Consiglio europeo, il Governo riferisce alla Camera

Consiglio europeo, il Governo riferisce alla Camera

Il Presidente del Consiglio Enrico Letta darà oggi comunicazioni alla Camera dei Deputati sulla riunione del Consiglio europeo in programma mercoledì 22 maggio e che discuterà di energia e fiscalità, oltre a fare il punto sull’andamento dei lavori relativi alla nuova architettura dell’Unione economica e monetaria.

I principali temi che saranno affrontati in campo energetico sono:

completamento del mercato interno dell’energia (da realizzare entro il 2014) e delle interconnessioni tra i mercati energetici degli Stati membri (da realizzare entro il 2015);

– incentivazione degli investimenti in infrastrutture energetiche nuove ed intelligenti al fine di assicurare la continuità della fornitura di energia a prezzi accessibili;

diversificazione delle fonti e sviluppo di fonti energetiche locali;

– valutazione dell’impatto dei prezzi e dei costi dell’energia sulla competitività europea allo scopo di elaborare un’azione per attutirne gli effetti.

In materia di fiscalità, invece, il Consiglio europeo dovrebbe anzitutto svolgere una discussione sugli interventi da adottare per lottare contro l’evasione e la frode fiscale,  combinando azioni a livello europeo e nazionale.
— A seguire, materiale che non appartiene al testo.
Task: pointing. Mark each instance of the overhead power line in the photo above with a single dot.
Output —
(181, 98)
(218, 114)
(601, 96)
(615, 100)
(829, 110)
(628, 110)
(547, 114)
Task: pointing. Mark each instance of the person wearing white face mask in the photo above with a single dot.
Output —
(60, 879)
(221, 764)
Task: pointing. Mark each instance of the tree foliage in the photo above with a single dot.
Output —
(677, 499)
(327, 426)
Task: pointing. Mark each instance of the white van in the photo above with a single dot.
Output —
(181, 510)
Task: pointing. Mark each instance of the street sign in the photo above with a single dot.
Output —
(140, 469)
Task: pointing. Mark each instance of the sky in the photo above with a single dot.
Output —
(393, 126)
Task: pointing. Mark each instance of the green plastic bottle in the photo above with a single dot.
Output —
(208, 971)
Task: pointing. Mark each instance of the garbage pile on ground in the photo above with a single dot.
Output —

Al riguardo il Consiglio europeo, anche sulla base delle conclusioni sul tema del Consiglio ECOFIN del 14 maggio scorso, dovrebbe attribuire carattere prioritario: alla effettiva attuazione, da parte degli Stati membri del piano d’azione in materia presentato dalla Commissione europea il 6 dicembre 2012. Altro punto al centro del Consiglio europeo è quello che prevede di estendere lo scambio automatico di informazioni tra gli Stati membri su una più ampia tipologia di redditi, mediante una apposita proposta modifica alla direttiva sulla cooperazione amministrativa in materia fiscale che la Commissione presenterà entro l’estate 2013. Il Consiglio dovrebbe avviare un progetto pilota per lo scambio di informazioni sui risparmi dei non residenti, sul modello degli accordi FACTA (foreign account tax compliance act) stipulati con l’amministrazione statunitense.

Sempre in materia fiscale il Consiglio europeo dovrebbe prendere accordi per la promozione a livello internazionale, in sede di G8, G20, ed OCSE, dello scambio automatico di informazioni in materia fiscale e dell’adozione, da parte dei Paesi terzi, di pratica di buona governance fiscale; per l’avvio di una riflessione sulla revisione del Codice di condotta sulla tassazione delle imprese del 1997 al fine di rafforzare le misure contro la concorrenza fiscale dannosa; per l’adozione entro il 2013 della quarta direttiva contro il riciclaggio (la cui proposta è stata presentata il 6 febbraio scorso, ed è tuttora all’esame delle istituzioni dell’UE), anche al fine di meglio contrastare l’evasione fiscale; dovrebbe infine valutare le questioni relative alla tassazione di servizi e prodotti dell’economia digitale, in particolare al fine di prevenire l’erosione di base imponibile, in vista della discussione sull’agenda digitale che avrà luogo in occasione del Consiglio europeo di ottobre 2013.

La prossima riunione del Consiglio europeo è prevista per il 27-28 giugno a Bruxelles.